Il y eut des moments d'espoir, puis l'angoisse, puis la joie encore : pour les proches des otages de la guérilla colombienne des Farc, la reprise entachée d'une polémique, dimanche, des libérations unilatérales a été une épreuve éreintante.

Plus d'un mois après l'annonce le 21 décembre par la guérilla des Forces armées révolutionnaires de Colombie (Farc, marxistes) de son intention de libérer six de ses 28 otages politiques, ils étaient rassemblés dimanche, pour attendre la libération des quatre premiers, dans un hôtel de Villavicencio.

Cette petite ville à une centaine de kilomètres à l'est de Bogota s'était transformée, en moins de 24 heures, en épicentre de l'opération de récupération des otages : c'est ici que les premiers devaient arriver, à bord d'un hélicoptère mis à disposition du CICR par le Brésil, ici aussi que les communiqués des autorités étaient lus à la presse, venue en nombre.

Dimanche matin, ils débordaient de joie dans l'attente du retour de trois policiers et d'un militaire, enlevés en 2007, soit parce qu'ils étaient proches soit par espoir de voir s'ouvrir derrière eux la porte de sortie pour tous.

Le soir, l'ambiance était tout autre, lourde, après l'annonce de la décision du président Alvaro Uribe de ne plus autoriser la médiation d'une sénatrice d'opposition indispensable au processus, Piedad Cordoba, en raison de déclarations désobligeantes d'un membre de «Colombiens pour la paix» (un mouvement de personnalités de gauche fondé par la sénatrice) participant aussi à la médiation.

Si la sénatrice, désignée comme seule intermédiaire valable par la guérilla était exclue, restait-il une chance de liberté pour les deux autres otages attendus lundi et mardi, l'ex-gouverneur Alan Jara et l'ancien député Sigifredo Lopez, enlevés respectivement en 2001 et 2002 ? Et pour les otages restants ?

«Cela a été une douche froide. La douleur de la famille d'Alan Jara a été très grande», a déclaré à l'AFP lundi Gustavo Moncayo, dont le fils Pablo Emilio est détenu par les Farc depuis onze ans.

Milena Murillo, soeur aînée du policier Enrique Murillo, détenu depuis le 1er novembre 1998, comme Maria Teresa Paredes, l'épouse du colonel Luis Mendieta, également enlevé ce jour-là, ont perdu le moral.

«J'ai eu un noeud à l'estomac et j'ai senti que je portais une pierre. J'ai pensé que tout allait échouer», avoue aussi Joimer Ojeda, un ami d'Alan Jara.

Lundi matin pourtant, l'horizon s'est à nouveau éclairci avec la décision du gouvernement d'autoriser tout de même la participation au processus de la sénatrice Piedad Cordoba.

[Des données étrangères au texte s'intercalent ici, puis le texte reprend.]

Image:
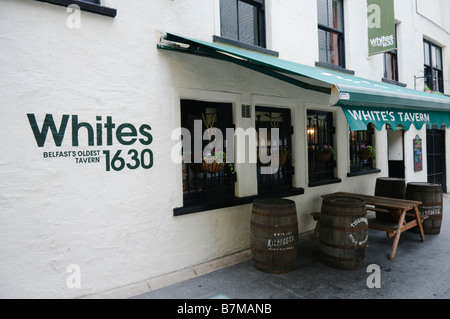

Lorsque celle-ci est venue annoncer que l'opération de récupération des otages reprendrait mardi matin, elle a été accueillie par des hourras.

«L'espérance est de retour, ceci est une chaîne, s'il manque un chaînon, ceux qui guettent leur tour pour la liberté ne peuvent plus rien attendre», a confié Milena Murillo, qui espère avoir des nouvelles de son frère par Alan Jara.

«Le retour d'Alan, c'est déjà savourer un peu la liberté de mon époux, car nous sommes comme une famille», a confié Maria Teresa Paredes: «Je sais qu'il va revenir. Je ne sais pas quand, mais je garde espoir».

Une fois Alan Jara et Sigifredo Lopez libérés, les Farc détiendront encore 22 militaires et policiers, des prisonniers dits «politiques», c'est-à-dire échangeables de leur point de vue contre des guérilleros capturés par les autorités.

Les Farc détiendront encore, par ailleurs, des centaines d'anonymes (entre 350 et 700 selon les estimations) enlevés pour exiger des rançons.